A new view for a veteran newsman

Wednesday, October 3, 2007

We couldn't agree more with the city councillors who admitted they had a tough decision Monday night.

But we have to admit a little bias.

The "loser" of two candidates for the seat vacated by Marty Conroy on the McCook City Council, Duane Tappe, was imminently qualified to take the position, having been active in numerous civic activities, most recently the drive to fund the creation of the new bronze tribute to Sen. George Norris.

Tappe knows his way around the bureaucracies that control so much of our lives, having spent years in education and as administrating Educational Service Units, as well as on McCook's zoning board, sales tax ballot committee and the Wakefield City Council.

We tend to believe his statement that his main concern was that only two candidates came forward to volunteer for the appointment. From what we have seen, Tappe's motives are usually just that simple and honest. We know he'll have many more opportunities to serve the community in the future.
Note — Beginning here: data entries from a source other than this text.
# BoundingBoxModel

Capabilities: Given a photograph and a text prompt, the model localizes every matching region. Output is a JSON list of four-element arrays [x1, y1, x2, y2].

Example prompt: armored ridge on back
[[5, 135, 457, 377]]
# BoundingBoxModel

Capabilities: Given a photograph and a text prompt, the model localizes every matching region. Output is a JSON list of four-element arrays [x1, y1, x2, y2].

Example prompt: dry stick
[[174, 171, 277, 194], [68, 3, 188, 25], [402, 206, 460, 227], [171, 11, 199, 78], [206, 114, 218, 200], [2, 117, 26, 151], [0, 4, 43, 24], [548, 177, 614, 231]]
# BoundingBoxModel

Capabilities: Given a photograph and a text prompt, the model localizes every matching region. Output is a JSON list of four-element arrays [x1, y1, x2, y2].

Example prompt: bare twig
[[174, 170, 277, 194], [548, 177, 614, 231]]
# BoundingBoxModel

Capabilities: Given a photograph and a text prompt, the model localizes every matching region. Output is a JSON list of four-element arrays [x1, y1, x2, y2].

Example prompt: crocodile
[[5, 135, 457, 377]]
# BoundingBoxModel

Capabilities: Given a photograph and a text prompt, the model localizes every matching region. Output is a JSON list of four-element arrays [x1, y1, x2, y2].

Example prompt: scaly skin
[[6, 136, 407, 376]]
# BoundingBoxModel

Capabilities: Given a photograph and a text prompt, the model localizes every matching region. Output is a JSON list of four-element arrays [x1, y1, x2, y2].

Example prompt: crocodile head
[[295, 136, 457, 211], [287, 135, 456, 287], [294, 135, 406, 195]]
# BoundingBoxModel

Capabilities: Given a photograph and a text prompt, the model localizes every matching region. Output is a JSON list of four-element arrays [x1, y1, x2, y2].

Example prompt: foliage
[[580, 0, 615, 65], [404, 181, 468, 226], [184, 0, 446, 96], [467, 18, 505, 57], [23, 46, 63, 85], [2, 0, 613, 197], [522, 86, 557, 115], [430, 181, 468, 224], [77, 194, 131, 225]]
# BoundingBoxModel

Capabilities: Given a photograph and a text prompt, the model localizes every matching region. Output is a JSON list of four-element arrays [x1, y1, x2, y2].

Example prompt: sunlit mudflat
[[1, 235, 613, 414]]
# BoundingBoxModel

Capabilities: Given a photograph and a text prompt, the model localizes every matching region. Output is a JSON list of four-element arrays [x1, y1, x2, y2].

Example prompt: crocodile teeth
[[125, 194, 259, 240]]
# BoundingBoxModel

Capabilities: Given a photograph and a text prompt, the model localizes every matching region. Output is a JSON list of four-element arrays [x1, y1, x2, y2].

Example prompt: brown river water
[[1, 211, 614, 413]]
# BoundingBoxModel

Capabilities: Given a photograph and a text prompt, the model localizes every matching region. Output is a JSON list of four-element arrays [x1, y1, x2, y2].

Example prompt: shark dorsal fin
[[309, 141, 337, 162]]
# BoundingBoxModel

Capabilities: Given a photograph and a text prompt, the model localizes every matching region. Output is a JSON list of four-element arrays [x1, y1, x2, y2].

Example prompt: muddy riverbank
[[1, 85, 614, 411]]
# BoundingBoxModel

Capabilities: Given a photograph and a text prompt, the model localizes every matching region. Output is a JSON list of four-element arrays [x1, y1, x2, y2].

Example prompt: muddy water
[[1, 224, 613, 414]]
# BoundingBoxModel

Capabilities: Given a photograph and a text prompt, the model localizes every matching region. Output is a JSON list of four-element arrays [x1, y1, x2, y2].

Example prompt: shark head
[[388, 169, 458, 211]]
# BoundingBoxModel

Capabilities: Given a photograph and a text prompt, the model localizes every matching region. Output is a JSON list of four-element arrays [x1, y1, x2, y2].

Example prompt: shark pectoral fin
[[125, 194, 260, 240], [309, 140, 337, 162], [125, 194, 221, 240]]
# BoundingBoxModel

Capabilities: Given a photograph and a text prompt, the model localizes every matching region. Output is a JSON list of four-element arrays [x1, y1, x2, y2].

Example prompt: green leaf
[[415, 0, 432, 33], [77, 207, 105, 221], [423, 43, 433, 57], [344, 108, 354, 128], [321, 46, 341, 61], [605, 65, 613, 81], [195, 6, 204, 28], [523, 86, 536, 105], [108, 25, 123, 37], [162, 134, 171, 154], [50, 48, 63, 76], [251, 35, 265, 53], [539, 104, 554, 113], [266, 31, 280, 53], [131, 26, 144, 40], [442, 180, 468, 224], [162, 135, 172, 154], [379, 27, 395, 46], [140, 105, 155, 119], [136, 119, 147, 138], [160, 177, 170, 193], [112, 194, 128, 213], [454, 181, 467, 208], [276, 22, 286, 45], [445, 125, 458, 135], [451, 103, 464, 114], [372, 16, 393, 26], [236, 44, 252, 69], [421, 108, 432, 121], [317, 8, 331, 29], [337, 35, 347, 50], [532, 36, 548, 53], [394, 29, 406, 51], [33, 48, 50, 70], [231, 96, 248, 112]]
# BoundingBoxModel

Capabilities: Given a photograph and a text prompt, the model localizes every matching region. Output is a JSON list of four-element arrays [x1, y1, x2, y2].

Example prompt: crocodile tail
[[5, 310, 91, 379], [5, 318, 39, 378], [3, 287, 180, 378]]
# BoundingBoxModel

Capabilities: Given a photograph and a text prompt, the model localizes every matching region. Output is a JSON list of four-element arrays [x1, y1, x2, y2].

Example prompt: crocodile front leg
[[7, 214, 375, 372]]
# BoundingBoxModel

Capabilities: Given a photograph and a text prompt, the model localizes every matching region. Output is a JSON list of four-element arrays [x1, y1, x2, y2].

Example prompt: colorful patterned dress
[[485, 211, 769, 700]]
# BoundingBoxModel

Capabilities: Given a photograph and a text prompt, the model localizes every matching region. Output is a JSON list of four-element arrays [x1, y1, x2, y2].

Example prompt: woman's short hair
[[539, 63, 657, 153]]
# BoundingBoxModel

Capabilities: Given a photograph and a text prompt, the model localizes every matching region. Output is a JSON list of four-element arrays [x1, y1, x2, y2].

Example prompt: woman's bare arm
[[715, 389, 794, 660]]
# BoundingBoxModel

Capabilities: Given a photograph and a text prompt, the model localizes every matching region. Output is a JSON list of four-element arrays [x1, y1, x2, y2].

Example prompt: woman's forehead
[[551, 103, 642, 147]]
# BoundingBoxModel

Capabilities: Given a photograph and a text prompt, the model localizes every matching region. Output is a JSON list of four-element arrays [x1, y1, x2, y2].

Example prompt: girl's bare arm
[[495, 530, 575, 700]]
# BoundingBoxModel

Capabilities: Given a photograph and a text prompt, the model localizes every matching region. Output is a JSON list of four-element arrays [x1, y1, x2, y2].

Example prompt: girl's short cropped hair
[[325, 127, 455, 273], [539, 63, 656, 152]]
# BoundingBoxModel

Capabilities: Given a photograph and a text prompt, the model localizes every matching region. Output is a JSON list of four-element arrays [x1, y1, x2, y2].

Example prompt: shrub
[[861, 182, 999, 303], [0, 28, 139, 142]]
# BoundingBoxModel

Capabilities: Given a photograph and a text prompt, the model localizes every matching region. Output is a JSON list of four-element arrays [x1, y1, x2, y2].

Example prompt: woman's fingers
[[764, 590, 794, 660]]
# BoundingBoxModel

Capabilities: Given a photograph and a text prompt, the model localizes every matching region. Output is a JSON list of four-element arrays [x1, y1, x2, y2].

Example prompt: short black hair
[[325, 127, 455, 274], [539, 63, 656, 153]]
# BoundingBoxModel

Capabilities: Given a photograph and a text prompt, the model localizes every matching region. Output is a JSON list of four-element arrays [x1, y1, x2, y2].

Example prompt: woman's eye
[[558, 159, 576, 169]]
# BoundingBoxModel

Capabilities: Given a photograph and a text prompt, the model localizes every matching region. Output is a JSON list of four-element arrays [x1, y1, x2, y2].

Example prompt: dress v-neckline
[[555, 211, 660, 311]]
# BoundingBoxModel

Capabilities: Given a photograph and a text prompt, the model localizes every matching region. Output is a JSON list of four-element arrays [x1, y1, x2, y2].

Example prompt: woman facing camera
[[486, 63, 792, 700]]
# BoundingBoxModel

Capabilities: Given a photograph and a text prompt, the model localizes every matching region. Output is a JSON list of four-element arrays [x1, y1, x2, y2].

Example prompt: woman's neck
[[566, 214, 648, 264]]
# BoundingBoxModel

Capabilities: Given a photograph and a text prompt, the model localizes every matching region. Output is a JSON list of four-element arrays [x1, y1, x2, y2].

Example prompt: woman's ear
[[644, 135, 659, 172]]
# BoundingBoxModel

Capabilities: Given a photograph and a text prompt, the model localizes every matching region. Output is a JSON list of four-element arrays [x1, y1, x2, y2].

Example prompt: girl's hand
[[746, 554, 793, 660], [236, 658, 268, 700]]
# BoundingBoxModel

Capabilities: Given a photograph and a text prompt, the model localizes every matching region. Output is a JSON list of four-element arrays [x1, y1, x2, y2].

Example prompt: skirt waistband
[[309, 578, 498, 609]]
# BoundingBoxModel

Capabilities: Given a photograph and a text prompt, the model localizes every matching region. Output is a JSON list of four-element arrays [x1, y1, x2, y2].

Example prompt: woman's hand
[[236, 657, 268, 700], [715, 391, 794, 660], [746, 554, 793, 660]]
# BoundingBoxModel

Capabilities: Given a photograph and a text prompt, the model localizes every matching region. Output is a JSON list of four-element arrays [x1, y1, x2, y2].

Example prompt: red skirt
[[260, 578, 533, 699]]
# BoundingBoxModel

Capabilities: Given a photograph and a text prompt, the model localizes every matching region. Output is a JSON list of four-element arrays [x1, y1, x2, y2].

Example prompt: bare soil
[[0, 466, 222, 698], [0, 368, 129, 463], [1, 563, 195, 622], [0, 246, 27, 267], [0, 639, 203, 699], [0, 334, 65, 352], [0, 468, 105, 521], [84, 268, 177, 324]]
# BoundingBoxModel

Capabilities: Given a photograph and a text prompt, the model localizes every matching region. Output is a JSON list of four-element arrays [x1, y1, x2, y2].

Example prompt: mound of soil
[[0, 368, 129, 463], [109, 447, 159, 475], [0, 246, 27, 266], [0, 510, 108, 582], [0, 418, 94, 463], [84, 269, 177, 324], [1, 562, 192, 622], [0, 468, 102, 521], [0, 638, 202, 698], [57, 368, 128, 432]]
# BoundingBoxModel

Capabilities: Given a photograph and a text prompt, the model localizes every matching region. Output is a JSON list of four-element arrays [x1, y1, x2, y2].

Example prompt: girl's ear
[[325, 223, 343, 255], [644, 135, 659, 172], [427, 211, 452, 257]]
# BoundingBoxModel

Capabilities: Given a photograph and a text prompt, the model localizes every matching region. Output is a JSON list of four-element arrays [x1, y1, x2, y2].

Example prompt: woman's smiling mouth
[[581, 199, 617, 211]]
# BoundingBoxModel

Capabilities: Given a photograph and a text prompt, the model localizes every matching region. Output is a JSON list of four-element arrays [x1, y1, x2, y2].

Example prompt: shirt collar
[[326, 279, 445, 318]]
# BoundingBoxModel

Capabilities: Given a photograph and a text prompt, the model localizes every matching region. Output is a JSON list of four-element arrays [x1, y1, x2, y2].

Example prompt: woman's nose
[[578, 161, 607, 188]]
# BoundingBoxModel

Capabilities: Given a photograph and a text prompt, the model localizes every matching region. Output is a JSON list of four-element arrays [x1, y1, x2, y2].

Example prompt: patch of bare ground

But we have to admit a little envy for the "winner" of the appointment, Jack Rogers, who retired as editor of the Gazette 12 years ago.

It's not unheard of for active newspaper people to serve on city councils and school boards, especially in smaller towns, but it's rare. It's important that the public have an unbiased source of information about the entities that spends its tax dollars and set the rules that govern daily life.

But it's unfortunate that knowledge and wisdom gained over years of covering government too often goes to waste.

In fact, we've often used this space to decry the loss of "institutional memory" that is the cost of term limits in the Nebraska Legislature.

Now, Jack has a chance to provide that "memory," bringing a perspective that can only come from sitting through decades of council meetings. No other current City Council member can recall, first hand, events like the firefighter's walk-out and countless other examples of civic drama.

And, while he's been invited into executive sessions before, no other council member knows as well what it's like to need and desire information and not have access to it.

Many news people secretly harbor a desire to help shape the news rather than just report on it. We know Jack Rogers will make the most of his opportunity to do just that.

It should be fun to watch the newest member get used to the view from the other side of that table in the City Council chambers.